Si vous croisez ces friandises lors d'une visite au Japon, pourquoi ne pas les essayer ?
Un lieu qui ressemble à la maison
« Il y a eu des moments où j'ai pensé fermer la boutique », confie Uchiyama. « Mais chaque fois que je vois le sourire d'un client, je sais que j'ai fait le bon choix en continuant. »
Les étés à Kamikawaguchiya sont agréables, mais les hivers sont rudes. Un petit radiateur peine à réchauffer l'espace, et Uchiyama refuse de porter des gants qui couvrent le bout des doigts : « Je ne pourrais pas saisir les dagashi correctement », dit-elle. Ses mains, rougies par les engelures, révèlent les sacrifices qu'elle a consentis pour maintenir ce lieu en vie.
Pourtant, Kamikawaguchiya tient bon, accueillant les visiteurs avec la même chaleur qu'autrefois. La joie de choisir une friandise, l'excitation de la tenir entre ses mains, et le flot de souvenirs qui suit : voilà ce qui fait d'une dagashiya bien plus qu'une simple confiserie.
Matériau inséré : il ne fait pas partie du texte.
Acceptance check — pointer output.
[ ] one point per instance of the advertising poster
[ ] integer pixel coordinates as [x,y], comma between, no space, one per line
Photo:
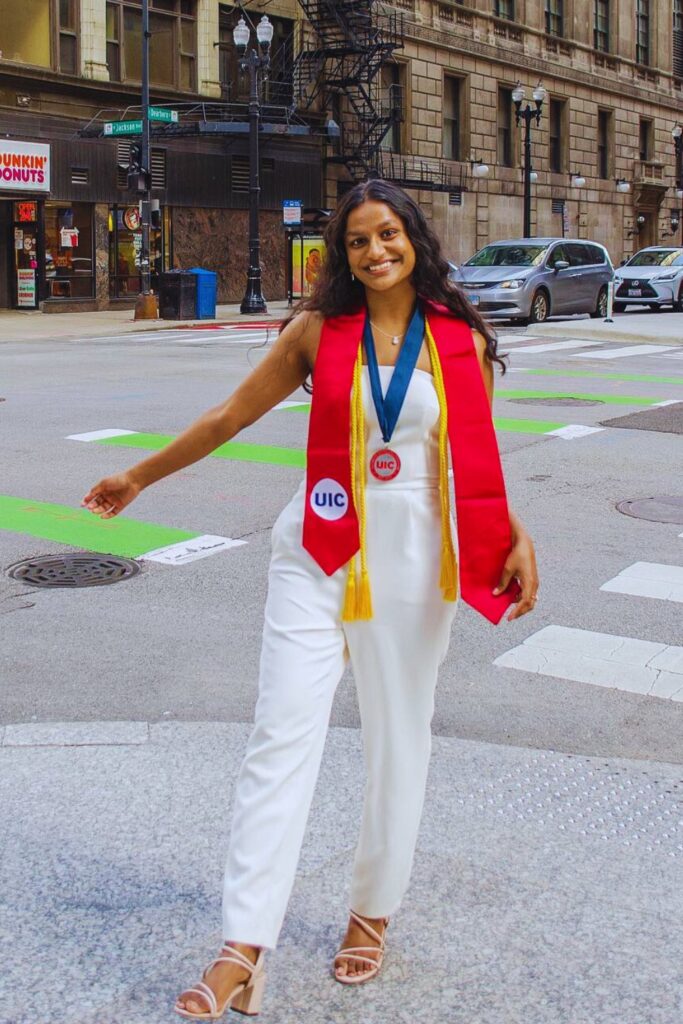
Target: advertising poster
[26,288]
[306,262]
C'est un refuge nostalgique, un lieu où l'enfance persiste.
À la fin de notre visite, Uchiyama nous tend un petit sachet de dagashi. « Essayez ceux-ci », dit-elle avec bienveillance. « Merci d'être venus malgré le froid. »
En sortant dans l'air hivernal, nos épaules se replient instinctivement contre le froid. Pourtant, à l'intérieur, nous ressentons une chaleur qui persiste : celle de savoir que, peu importe combien le monde change, certains lieux demeureront toujours.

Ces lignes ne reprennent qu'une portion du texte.